Ordinanza di Cassazione Penale Sez. 7 Num. 9496 Anno 2024
Penale Ord. Sez. 7 Num. 9496 Anno 2024
Presidente: COGNOME NOME
Relatore: COGNOME NOME
Data Udienza: 06/02/2024
ORDINANZA
sul ricorso proposto da:
COGNOME NOME nato a VILLARICCA il DATA_NASCITA
avverso la sentenza del 30/01/2023 della CORTE APPELLO di NAPOLI
dato avviso alle parti; udita la relazione svolta dal Consigliere NOME COGNOME;
RITENUTO IN FATTO E IN DIRITTO
Letto il ricorso di NOME NOME,
Ritenuto che il primo motivo di ricorso che contesta la correttezza della motivazione posta a base della dichiarazione di responsabilità denunciando la illogicità della motivazione sulla base della diversa lettura dei dati processuali e di un diverso giudizio di rilevanza o comunque di attendibilità delle fonti di prova, non è consentito dalla legge, stante la preclusione per la Corte di cassazione non solo di sovrapporre la propria valutazione delle risultanze processuali a quella compiuta nei precedenti gradi, ma anche :li saggiare la tenuta logica della pronuncia portata alla sua cognizione mediante un raffronto tra l’apparato argomentativo che la sorregge ed eventuali altri modelli di ragionamento mutuati dall’esterno (tra le altre, Sez.
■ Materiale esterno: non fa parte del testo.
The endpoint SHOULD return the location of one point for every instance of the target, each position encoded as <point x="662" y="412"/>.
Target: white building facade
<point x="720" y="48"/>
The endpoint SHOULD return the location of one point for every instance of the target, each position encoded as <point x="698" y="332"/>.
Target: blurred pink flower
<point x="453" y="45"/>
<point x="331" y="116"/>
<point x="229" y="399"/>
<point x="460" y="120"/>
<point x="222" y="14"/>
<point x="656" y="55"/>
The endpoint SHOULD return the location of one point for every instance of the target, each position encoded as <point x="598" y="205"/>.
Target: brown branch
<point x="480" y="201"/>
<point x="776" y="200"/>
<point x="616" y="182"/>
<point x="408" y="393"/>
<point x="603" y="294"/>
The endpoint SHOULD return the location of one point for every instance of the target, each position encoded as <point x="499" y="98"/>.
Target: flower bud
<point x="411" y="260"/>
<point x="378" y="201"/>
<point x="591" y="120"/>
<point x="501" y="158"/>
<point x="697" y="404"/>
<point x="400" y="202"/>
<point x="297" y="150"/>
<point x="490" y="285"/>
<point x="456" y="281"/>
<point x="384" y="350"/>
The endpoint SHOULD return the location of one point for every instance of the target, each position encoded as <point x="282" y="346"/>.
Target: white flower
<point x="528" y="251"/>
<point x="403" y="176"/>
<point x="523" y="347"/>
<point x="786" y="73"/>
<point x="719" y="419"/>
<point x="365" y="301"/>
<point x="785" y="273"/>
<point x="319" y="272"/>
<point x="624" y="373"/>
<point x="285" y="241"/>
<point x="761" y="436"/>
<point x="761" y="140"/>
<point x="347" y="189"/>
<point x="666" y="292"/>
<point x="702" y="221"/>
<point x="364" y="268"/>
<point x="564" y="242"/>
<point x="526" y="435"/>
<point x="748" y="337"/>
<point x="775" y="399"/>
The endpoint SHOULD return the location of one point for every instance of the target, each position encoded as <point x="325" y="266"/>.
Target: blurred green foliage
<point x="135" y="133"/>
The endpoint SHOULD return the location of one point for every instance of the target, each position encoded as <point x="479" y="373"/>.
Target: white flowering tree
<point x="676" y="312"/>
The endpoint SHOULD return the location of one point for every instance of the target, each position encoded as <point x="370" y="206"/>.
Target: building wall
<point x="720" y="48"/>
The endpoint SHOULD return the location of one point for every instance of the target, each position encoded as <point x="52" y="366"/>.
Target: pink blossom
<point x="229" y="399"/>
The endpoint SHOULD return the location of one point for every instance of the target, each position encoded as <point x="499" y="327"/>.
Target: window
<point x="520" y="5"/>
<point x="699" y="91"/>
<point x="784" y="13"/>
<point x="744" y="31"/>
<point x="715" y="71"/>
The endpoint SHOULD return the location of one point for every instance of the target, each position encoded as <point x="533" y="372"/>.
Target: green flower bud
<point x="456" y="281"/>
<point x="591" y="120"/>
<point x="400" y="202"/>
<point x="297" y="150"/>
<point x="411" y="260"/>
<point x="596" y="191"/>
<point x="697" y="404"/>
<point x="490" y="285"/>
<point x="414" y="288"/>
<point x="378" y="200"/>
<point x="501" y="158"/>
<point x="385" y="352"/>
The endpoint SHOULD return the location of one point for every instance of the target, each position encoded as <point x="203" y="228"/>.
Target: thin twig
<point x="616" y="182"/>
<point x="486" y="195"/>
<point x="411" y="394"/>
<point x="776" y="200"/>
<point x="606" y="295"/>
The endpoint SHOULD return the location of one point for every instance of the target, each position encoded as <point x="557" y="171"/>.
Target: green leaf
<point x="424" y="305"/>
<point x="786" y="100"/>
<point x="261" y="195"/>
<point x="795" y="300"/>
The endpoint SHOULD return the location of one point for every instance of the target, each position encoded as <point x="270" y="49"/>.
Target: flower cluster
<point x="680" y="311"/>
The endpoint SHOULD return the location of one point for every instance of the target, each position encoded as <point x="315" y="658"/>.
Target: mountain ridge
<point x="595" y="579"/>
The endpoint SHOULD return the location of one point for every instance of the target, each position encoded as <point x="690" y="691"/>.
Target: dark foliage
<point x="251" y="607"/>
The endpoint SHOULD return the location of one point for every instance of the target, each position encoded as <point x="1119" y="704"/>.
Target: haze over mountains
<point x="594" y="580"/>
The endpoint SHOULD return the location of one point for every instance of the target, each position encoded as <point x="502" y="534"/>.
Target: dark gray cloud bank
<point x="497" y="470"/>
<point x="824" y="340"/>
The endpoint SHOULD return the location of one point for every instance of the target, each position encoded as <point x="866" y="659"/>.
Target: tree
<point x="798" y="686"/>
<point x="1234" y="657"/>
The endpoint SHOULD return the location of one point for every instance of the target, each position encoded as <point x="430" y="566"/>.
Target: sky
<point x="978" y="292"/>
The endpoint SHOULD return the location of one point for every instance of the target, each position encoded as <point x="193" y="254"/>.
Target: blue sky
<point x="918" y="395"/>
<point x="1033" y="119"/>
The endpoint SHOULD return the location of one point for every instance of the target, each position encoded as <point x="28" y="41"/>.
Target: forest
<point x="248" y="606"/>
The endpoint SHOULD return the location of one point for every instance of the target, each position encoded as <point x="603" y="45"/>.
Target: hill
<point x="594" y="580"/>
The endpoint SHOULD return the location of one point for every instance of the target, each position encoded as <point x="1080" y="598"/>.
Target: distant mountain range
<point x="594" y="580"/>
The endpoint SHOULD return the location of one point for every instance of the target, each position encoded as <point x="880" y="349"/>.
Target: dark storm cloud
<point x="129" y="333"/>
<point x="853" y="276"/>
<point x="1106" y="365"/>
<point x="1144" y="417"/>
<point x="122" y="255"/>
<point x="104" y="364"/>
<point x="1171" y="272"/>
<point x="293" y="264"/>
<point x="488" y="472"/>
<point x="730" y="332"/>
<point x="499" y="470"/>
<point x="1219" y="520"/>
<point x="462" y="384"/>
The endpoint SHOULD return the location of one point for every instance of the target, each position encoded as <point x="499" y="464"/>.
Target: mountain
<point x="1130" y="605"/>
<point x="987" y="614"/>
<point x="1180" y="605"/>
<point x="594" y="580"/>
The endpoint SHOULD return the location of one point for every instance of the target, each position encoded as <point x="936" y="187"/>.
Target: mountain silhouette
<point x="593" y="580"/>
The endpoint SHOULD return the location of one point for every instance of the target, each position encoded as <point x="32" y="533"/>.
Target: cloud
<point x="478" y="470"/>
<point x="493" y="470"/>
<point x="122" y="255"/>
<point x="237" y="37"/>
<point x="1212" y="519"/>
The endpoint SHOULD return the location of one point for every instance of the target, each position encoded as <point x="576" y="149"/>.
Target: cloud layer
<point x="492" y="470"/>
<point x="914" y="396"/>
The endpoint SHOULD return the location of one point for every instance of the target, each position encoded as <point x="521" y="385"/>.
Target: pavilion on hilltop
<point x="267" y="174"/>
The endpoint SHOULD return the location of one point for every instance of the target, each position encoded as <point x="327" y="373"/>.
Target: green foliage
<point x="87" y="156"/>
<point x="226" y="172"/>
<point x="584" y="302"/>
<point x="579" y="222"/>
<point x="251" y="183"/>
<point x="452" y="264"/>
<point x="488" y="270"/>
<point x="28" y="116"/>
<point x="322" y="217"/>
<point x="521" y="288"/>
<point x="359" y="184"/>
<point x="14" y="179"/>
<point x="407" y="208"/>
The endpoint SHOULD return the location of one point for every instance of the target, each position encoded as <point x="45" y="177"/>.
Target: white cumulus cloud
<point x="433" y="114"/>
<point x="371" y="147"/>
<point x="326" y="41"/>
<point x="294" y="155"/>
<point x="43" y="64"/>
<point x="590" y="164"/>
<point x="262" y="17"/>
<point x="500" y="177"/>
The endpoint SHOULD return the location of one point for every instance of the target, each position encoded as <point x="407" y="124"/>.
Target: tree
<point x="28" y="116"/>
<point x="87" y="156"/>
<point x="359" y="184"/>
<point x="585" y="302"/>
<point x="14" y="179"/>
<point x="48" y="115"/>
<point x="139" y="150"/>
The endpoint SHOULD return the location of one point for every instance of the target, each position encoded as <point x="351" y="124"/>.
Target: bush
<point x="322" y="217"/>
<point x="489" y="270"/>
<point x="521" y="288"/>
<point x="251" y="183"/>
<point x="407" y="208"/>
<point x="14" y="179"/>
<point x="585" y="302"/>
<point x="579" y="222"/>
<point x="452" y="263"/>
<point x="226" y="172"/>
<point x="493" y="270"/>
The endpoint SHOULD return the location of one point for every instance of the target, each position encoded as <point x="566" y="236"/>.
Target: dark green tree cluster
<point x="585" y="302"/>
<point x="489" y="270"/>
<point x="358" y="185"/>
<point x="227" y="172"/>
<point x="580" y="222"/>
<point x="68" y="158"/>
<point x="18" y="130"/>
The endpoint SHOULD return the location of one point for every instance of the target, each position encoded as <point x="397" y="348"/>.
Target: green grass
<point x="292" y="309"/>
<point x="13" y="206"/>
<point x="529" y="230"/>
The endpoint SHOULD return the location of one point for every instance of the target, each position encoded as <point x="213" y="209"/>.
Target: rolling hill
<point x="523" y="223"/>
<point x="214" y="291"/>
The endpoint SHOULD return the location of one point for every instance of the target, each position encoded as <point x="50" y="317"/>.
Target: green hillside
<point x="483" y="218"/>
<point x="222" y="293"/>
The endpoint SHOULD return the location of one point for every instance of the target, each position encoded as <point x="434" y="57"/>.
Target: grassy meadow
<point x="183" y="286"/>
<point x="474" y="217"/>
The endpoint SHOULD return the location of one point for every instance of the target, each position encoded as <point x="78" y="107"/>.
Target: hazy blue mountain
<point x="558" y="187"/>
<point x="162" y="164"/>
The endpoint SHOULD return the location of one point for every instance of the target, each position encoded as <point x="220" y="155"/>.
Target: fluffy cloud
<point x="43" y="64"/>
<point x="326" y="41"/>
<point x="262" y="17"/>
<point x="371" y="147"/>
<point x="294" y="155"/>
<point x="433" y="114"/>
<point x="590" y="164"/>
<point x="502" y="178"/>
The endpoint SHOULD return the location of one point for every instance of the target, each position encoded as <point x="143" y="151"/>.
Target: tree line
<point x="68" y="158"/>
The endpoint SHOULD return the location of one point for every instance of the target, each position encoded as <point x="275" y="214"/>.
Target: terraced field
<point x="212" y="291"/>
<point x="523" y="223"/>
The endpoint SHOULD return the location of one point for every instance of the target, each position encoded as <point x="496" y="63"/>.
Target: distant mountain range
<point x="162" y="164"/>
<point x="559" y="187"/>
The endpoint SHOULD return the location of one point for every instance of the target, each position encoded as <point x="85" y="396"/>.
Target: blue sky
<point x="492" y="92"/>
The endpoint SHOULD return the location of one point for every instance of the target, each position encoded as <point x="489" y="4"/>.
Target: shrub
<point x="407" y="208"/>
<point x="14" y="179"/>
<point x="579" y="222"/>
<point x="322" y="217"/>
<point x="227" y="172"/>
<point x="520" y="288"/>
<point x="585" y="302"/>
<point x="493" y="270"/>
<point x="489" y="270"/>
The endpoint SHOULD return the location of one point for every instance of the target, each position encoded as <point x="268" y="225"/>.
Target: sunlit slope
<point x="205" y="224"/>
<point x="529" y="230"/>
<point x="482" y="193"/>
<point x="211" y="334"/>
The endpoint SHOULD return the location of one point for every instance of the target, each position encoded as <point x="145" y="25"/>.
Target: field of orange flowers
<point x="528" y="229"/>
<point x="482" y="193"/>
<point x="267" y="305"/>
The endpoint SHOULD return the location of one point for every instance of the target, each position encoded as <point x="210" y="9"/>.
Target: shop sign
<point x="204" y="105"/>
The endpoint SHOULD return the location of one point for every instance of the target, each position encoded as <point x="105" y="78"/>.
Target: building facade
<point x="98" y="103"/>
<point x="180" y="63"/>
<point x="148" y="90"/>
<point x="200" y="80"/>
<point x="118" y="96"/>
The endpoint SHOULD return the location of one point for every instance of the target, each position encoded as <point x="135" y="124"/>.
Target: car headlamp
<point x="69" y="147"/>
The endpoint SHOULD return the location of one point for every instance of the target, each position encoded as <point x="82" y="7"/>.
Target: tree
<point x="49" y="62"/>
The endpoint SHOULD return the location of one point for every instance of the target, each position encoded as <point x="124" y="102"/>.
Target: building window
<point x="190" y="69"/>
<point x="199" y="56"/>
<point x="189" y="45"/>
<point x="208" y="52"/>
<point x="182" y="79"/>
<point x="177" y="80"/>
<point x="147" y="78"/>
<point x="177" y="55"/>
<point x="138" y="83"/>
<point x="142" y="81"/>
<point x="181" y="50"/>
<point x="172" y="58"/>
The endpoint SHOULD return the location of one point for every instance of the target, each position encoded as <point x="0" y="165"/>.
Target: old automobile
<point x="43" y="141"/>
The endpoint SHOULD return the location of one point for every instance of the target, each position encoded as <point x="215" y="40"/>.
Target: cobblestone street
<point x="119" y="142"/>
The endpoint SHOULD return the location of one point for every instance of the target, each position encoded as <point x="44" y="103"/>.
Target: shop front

U, n. 12 del 31/05/2000, Jakani, Rv. 216260);
Considerato che il giudice di merito ha assolto al dovere argomentativo, in particolare alle pp. 5-6 della sentenza impugnata, ove richiama gli elementi posti alla base del giudizio di attendibilità e credibilità della persona offesa, la quale ha svolto dichiarazioni ritenute logiche e intrinsecamente coerenti’ prive di qualsiasi sentimento ostile o intento calunniatorio e confermate dagli acc:ertamenti esperiti dalla polizia giudiziaria, così applicando correttamente il consolidato orientamento di legittimità (ex multis, Sez. U, n. 41461 del :1.9/07/2012, RAGIONE_SOCIALE‘Arte, Rv. 253214; Sez. 5, n. 21135 del 26/03/2019, S., Rv. 275312);
Ritenuto che il secondo motivo di ricorso che contesta la correttezza della motivazione posta a base della dichiarazione di responsabilità, è generico per indeterminatezza perché privo dei requisiti prescritti dall’art. 581, comma 1, lett. c), cod. proc. pen. in quanto, a fronte di una motivazione della sentenza impugnata logicamente corretta, non indica gli elementi che sono alla base della censura formulata, non consentendo al giudice dell’impugnazione di individuare i rilievi mossi ed esercitare il proprio sindacato;
che nella specie l’onere argomentativo del giudice è adeguatamente assolto attraverso il riferimento al modus operandi del NOME conforme a quello delle organizzazioni criminali, poiché ha imposto al titolare di un esercizio commerciale in fase di apertura il pagamento di una somma di danaro a suo favore e dei suoi “compagni carcerati”, di cui evocava l’importanza criminale, quale corrispettivo di una logica di sottomissione;
Ritenuto che il terzo motivo di ricorso che contesta la mancata applicazione delle circostanze attenuanti generiche non è consentito in sede di legittimità ed è manifestamente infondato in presenza di una motivazione esente da evidenti illogicità, anche considerato il principio affermato da questa Corte, secondo cui non è necessario che il giudice di merito, nel motivare il diniego della concessione delle attenuanti generiche, prenda in considerazione tutti gli elementi favorevoli o
sfavorevoli dedotti dalle parti o rilevabili dagli atti, ma è sufficiente che facc riferimento a quelli ritenuti decisivi o comunque rilevanti, rimanendo disattesi o superati tutti gli altri da tale valutazione;
che, a pag. 9 della sentenza impugnata, il giudice di appello ha motivato circa il diniego della richiesta di applicazione delle circostanze di cui all’art.62-bis cod pen. in virtù del mancato riscontro di elementi positivi di valutazione ed avuto riguardo della gravità della condotta estorsiva posta in essere verso un commerciante, nonché della pericolosità e specifica capacità delinquenziale dell’imputato desumibile dai precedenti penali e alle reiterate richieste, le quali denotano una peculiare intensità di dolo;
Rilevato che la richiesta deve essere dichiarata inammissibile con condanna del ricorrente al pagamento delle spese processuali e della somma di euro tremila in favore della Cassa delle ammende avuto riguardo ai profili di colpa emersi.
P.Q.M.
Dichiara inammissibile il ricorso e condanna il ricorrente al pagamento delle spese processuali ed alla somma di euro tremila in favore delle Cassa delle ammende.
Così deciso in Roma, il 6 febbraio 2024.